Since this is a CoreOS VM, I have used toolbox to install and run crash.
When trying to read these files using crash utility, I'm getting the below
message:
<read_vmware_vmss: addr: ffffffff81c00100 paddr: 1c00100 cnt: 8>
<readmem: ffffffff81c00100, KVADDR, "read_string characters", 1499,
(ROE|Q),
7ffcf595cd70>
<read_vmware_vmss: addr: ffffffff81c00100 paddr: 1c00100 cnt: 1499>
linux_banner:
-ش????kB??C???Ã͞}&k?Xb?8/?ν?fF??&v;?Š???? ??
It would have been helpful to see the full crash -d# log, but I'm presuming
that the utsname data and the cpus_[possible/present/online/active]_mask output
that gets displayed just before the linux_banner output are also nonsensical?
Typically this kind of problem is because phys_base cannot be determined,
or if KASLR is enabled, the KASLR offset cannot be determined. Those two
items are encoded into the dumpfile header for kdump dumpfiles, but there
is no such information in a vmms dumpfile header.
Can you run crash live on the machine?
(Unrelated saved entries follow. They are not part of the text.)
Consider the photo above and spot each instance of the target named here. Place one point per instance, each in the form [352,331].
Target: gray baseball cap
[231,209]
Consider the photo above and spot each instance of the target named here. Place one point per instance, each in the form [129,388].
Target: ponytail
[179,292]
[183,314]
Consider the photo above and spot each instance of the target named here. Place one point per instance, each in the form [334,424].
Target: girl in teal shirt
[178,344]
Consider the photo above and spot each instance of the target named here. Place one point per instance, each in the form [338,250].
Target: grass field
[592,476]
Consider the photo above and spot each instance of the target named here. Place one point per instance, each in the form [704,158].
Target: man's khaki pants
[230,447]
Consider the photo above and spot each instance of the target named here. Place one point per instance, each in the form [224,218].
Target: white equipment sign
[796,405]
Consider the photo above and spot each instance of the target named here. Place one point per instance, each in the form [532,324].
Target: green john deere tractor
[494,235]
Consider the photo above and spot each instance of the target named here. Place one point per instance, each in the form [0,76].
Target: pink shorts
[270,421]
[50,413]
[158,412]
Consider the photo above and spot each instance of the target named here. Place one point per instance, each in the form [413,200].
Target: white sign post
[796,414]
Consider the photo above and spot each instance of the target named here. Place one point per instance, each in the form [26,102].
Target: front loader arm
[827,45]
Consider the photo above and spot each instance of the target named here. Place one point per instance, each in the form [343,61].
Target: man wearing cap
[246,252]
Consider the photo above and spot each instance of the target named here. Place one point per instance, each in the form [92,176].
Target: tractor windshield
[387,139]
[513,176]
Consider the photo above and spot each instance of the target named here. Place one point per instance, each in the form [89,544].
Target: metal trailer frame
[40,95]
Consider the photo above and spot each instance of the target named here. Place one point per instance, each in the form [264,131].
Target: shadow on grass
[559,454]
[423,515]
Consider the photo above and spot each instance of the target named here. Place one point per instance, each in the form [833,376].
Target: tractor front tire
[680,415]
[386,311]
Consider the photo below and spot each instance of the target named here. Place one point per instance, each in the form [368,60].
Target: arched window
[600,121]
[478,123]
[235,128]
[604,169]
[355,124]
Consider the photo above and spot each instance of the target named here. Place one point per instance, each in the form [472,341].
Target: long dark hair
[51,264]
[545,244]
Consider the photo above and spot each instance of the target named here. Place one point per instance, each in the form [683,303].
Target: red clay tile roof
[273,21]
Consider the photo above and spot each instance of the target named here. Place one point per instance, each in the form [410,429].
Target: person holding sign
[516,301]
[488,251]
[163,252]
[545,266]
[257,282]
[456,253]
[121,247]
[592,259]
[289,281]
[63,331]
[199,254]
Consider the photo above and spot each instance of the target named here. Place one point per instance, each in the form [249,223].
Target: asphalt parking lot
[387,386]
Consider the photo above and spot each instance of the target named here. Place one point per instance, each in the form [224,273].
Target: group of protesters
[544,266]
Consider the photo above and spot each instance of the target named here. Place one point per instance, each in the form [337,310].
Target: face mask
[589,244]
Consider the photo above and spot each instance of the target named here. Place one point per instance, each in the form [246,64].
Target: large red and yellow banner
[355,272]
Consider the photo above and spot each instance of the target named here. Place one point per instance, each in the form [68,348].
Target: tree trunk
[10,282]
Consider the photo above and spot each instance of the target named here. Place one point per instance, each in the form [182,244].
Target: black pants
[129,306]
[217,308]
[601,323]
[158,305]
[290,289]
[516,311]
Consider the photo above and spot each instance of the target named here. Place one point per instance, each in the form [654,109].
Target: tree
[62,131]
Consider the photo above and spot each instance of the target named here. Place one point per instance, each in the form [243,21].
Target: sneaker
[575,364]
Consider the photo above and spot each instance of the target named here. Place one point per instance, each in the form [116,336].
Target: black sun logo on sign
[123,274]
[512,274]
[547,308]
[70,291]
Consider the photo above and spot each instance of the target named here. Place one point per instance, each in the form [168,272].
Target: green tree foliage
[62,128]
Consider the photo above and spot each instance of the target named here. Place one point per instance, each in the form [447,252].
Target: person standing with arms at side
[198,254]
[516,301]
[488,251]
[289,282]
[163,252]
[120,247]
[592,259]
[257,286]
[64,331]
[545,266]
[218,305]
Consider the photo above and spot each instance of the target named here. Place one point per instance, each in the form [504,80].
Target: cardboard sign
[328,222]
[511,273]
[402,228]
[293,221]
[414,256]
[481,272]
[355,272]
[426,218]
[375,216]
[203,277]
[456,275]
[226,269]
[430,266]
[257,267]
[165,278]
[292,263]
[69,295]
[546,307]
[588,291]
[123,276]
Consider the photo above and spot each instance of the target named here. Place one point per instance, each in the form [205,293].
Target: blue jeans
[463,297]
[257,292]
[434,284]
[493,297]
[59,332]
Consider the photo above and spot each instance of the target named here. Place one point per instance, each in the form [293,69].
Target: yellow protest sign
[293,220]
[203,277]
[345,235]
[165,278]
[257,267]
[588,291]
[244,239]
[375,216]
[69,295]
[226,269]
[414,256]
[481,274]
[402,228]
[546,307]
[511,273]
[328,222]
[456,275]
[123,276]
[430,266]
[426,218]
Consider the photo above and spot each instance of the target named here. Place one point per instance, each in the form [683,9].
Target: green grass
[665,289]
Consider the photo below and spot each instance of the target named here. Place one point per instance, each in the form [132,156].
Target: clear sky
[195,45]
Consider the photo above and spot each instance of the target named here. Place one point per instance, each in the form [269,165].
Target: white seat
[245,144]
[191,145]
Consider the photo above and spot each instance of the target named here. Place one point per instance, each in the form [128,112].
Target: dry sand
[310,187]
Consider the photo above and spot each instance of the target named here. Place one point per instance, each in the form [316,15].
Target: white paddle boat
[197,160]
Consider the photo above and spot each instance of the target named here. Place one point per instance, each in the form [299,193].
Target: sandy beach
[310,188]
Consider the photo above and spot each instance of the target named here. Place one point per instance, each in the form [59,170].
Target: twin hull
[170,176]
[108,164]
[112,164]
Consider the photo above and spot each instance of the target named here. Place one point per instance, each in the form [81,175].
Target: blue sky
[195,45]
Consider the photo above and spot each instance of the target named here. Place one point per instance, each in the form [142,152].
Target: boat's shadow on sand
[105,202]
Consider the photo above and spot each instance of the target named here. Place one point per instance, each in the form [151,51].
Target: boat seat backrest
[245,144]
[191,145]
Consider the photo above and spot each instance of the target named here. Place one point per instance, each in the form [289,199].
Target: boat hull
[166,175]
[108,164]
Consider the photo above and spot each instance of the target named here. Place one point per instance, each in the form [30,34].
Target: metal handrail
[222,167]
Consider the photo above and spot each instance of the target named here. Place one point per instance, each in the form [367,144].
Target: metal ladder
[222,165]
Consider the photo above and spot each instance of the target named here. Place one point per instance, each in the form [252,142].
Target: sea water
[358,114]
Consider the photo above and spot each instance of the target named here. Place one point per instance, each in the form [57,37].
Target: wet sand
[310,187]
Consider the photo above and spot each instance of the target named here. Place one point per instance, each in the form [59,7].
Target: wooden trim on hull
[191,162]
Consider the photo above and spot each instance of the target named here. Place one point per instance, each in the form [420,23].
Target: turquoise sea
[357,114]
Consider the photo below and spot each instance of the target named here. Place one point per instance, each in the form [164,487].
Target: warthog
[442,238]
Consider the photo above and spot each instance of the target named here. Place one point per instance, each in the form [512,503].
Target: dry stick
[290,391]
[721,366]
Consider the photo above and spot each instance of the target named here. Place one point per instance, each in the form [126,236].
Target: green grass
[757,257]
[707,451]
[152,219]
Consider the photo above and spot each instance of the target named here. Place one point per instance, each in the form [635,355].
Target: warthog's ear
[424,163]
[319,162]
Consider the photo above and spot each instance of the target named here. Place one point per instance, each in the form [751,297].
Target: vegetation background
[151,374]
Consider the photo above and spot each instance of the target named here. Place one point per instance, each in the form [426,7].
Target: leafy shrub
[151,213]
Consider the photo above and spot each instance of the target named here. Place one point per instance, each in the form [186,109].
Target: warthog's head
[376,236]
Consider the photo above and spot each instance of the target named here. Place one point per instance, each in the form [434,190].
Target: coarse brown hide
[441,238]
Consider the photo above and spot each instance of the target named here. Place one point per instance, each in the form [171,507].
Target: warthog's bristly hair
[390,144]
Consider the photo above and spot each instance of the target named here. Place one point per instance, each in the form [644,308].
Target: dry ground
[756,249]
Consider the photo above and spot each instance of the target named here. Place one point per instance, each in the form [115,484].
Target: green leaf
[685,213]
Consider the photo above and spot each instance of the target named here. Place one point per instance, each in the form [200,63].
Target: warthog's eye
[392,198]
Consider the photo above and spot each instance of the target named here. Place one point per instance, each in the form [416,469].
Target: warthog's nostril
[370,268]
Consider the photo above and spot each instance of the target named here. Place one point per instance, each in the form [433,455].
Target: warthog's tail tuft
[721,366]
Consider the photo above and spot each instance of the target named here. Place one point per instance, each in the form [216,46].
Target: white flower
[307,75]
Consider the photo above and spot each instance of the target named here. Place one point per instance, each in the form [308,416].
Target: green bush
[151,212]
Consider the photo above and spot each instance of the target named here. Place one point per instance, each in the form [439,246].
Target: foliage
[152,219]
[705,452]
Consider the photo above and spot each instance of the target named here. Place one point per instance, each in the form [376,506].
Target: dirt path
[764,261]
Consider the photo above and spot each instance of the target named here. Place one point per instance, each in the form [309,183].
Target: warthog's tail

You can see whether the phys_base
and KASLR offset are non-zero on the live system by entering:
crash> help -m | grep phys_base
phys_base: 129800000
crash> help -k | grep relocate
relocate: ffffffffcf400000 (KASLR offset: 30c00000 / 780MB)
crash>
If relocate is 0 (KASLR not enabled), then the phys_base value can
be applied to your vmcore by entering, for example, "--machdep phys_base=780m"
on the crash command line (using your phys_base). If KASLR is enabled,
then I'm not sure how you can figure it out with a raw dumpfile.
The VMware developer of the vmware_vmss.c and vmware_vmss.h files does
not seem to be on this list. (hfu(a)vmware.com) I've added him to the
cc list in case they've run into this issue.
Dave